Here's an interesting idea I had a while ago. It involves using the microphone in a headset like this, a fixed set of speakers and a high-resolution sound card (like almost any modern sound card) to track the position of the head of the person wearing the headset.
The software works by sending sounds through the speakers and trying to pick them up through the microphone. Once it manages to synchronize the sent pulses with the received pulses it can calculate the exact delay from sending a pulse to receiving it. Part of this delay will be due to the hardware involved or the latencies in the operating system, but these delays should be fixed. The remainder of the time is caused by the finite speed of sound in the medium between the speaker and the microphone. To a fairly good approximation this speed will be constant (about 300m/s) so using the delay one can work out the distance between the microphone and the speaker. Do this for two speakers and you can triangulate the position to a circle in the plane normal to the line between the speakers. Two more speakers and you can determine the position of the user's head quite precisely, up to the resolution limit of the soundcard (most modern soundcards can do 192k samples/second, giving a positioning accuracy of about 1.6mm).

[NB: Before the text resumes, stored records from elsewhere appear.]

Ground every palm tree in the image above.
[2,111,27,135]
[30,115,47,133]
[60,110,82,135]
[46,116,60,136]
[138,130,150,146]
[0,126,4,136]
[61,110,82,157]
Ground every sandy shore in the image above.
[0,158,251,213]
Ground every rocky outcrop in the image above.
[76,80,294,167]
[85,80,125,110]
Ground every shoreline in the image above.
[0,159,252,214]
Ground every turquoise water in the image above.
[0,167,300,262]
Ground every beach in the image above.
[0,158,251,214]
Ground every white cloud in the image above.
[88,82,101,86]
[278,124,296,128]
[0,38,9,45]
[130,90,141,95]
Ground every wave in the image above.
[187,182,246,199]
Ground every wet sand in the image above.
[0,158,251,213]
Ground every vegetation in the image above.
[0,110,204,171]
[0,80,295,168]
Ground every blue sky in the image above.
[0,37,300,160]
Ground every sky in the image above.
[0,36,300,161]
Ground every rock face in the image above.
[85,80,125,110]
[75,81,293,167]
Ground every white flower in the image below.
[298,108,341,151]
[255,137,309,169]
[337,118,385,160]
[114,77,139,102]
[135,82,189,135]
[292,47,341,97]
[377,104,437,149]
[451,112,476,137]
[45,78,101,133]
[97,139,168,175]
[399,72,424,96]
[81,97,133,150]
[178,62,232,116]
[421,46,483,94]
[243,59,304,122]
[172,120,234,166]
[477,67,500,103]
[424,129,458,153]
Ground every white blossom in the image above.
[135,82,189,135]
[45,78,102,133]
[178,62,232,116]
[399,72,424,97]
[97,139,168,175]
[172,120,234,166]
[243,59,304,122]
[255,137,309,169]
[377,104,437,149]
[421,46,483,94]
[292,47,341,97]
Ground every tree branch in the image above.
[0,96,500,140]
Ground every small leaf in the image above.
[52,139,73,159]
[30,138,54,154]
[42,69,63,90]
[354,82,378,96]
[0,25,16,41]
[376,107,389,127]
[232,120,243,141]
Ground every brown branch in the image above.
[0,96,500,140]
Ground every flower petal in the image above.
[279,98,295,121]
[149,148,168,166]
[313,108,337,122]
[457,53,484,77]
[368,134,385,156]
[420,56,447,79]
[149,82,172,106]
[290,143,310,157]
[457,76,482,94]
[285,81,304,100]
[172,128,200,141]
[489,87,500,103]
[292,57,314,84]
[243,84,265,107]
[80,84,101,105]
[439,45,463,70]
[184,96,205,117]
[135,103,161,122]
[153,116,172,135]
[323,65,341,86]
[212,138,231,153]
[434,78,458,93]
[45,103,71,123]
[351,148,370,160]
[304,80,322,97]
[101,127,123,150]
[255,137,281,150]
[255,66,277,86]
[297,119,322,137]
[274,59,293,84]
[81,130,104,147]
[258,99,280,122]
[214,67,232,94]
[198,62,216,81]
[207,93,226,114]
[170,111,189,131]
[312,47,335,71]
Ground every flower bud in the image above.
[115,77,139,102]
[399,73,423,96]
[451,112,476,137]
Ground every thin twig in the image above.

Why would you want to do this? Well, the position of the user's head is a particularly interesting datum because it can be used to move windows around giving a pseudo-3D view. Suppose you have two windows on the screen and one is partially covering another. Normally to see the hidden part of the lower window you have to use the mouse (or worse, the keyboard) to move the upper window or bring the lower window to the foreground. But with a pseudo-3D view each window has a "Z-position" in front of or behind the plane of the monitor. If the user's head moves left then the closer windows move right and the further windows move left, allowing you to "see around" the upper window by moving your head, just as you would do with real objects. I haven't tried it yet, but I think it would be quite effective, and a cheap way to make a user interface much more immersive. I thought of doing this years ago but with an infra-red gadget strapped to the forehead - it only recently occurred to me that this could be done less intrusively with the microphone that many people wear anyway for telephony purposes.